The filmmakers behind the project, Michael Gramaglia and Jim Fields, met in high school, both sharing a love of rock music, especially the Ramones. By the early ‘90s they were working in the film industry but neither had played a major role in creating a feature film.
“Somehow this band was so absurd and unusual,” Gramaglia said to the Voice, explaining his desire to document the history of the Ramones. “How did they get a contract? Would a band like this ever get a contact today? We sort of thought, maybe not. A band like that might never get signed again.”
Gramaglia and Fields took a learn-as-you-go approach that the Ramones themselves might appreciate. Though the two had worked on the technical side of films before, they had never directed or produced. At first they didn’t realize the need to license the music and archival film footage featured in their movie, or even obtain written permission to show interviews, Gramaglia said. In spite of their directorial inexperience, the duo has created a film that is a detailed, often humorous and entirely insightful portrait of the tortured dynamics of the band.
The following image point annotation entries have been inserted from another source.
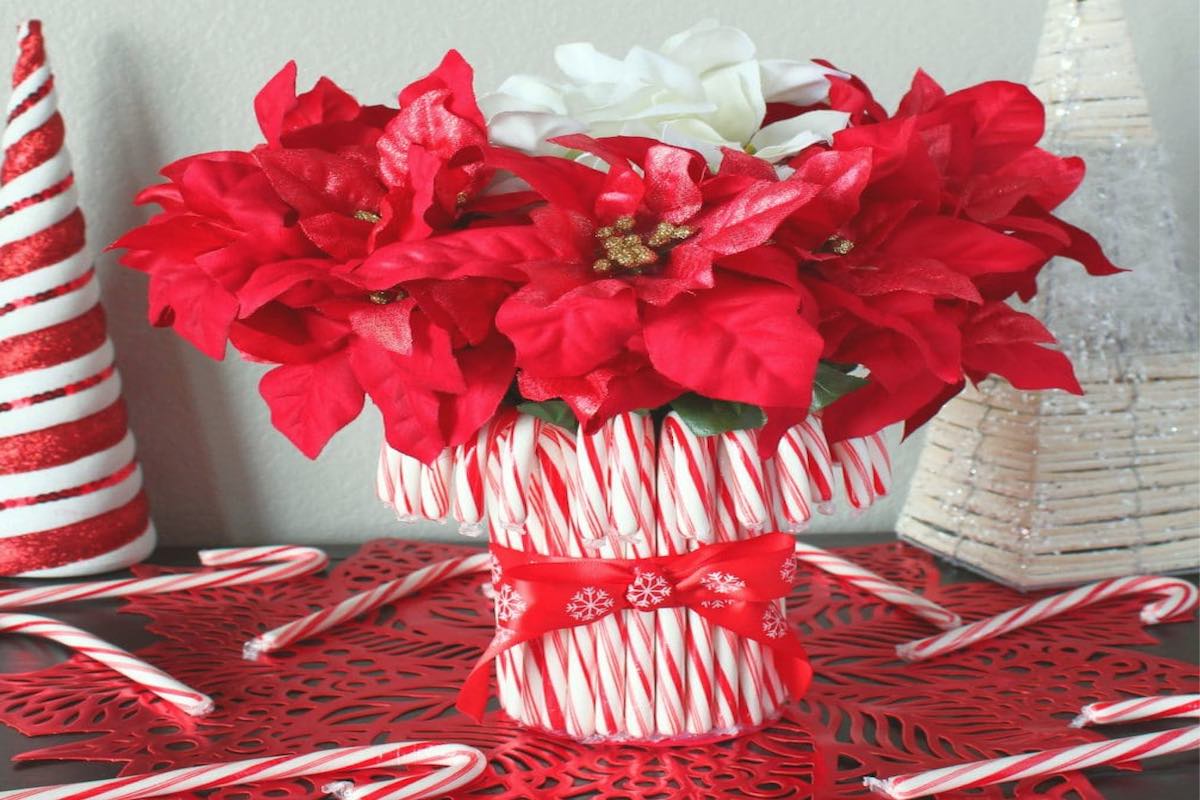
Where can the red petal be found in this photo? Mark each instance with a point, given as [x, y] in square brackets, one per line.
[743, 341]
[1024, 365]
[562, 182]
[343, 238]
[671, 192]
[313, 181]
[481, 252]
[274, 101]
[311, 402]
[487, 371]
[280, 335]
[923, 95]
[571, 334]
[751, 217]
[199, 308]
[270, 281]
[1008, 119]
[456, 76]
[967, 247]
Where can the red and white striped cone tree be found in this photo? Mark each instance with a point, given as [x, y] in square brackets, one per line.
[71, 499]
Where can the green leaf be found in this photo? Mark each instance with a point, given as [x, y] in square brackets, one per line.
[553, 411]
[707, 417]
[832, 383]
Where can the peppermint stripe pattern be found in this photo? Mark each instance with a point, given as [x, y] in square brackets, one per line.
[71, 499]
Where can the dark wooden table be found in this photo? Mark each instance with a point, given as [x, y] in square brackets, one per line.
[1174, 777]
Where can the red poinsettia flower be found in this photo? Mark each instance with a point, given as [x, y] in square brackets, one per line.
[646, 280]
[954, 220]
[257, 248]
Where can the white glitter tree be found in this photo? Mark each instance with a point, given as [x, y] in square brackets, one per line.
[1041, 489]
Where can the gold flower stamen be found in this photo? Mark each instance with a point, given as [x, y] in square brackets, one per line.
[629, 252]
[666, 233]
[839, 245]
[384, 296]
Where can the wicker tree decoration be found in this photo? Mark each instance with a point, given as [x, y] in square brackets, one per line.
[1038, 489]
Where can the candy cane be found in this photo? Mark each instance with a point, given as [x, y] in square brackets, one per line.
[627, 506]
[779, 692]
[1049, 762]
[467, 480]
[522, 666]
[792, 479]
[856, 471]
[820, 462]
[592, 517]
[436, 486]
[693, 475]
[881, 588]
[249, 565]
[183, 697]
[363, 602]
[881, 464]
[1177, 597]
[745, 477]
[516, 464]
[1138, 708]
[459, 764]
[544, 534]
[751, 691]
[558, 489]
[671, 624]
[402, 482]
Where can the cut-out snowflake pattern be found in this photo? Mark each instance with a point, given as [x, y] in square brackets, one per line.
[589, 603]
[773, 623]
[509, 603]
[723, 583]
[647, 590]
[408, 660]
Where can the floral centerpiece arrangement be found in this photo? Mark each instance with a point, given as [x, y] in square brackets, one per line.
[631, 320]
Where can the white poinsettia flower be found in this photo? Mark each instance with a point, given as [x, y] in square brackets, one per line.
[703, 89]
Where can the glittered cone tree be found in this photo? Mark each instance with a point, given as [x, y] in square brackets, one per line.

The cinematography in the documentary is typical of the documentary genre. Interviews are cut with footage from concerts and the occasional still photograph. The editing is smooth, but the rough textures of the older concert films and poor lighting in many of the interviews give the film a homemade feel, fitting for the subject, though it may test one’s tolerance with constant changes in visual tone. There are a few bad choices as well: the use of intentionally blurred modern shots of brick buildings to help characterize the Ramones’ youth in Queens is distracting.
The real draw here is the recovered archival footage of the band, including some early Ramones performances at the now infamous New York club C.B.G.B. The band argues violently over which song to play, throws down their instruments in frustration and stalks off the stage before returning five minutes later to shout “1-2-3-4” into another set-all in front of an audience of no more than 10.
Equally fascinating are the interviews with band members, especially those with Dee Dee Ramone, both in the ‘70s and before his death from a heroin overdose in 2002. Dee Dee, who began using heroin in the ‘70s, ranges from a drug-addled stereotype, trying in one scene to explain how the new amplifiers worked after a show, to an astonishingly accurate observer of the emotional interplay between band members.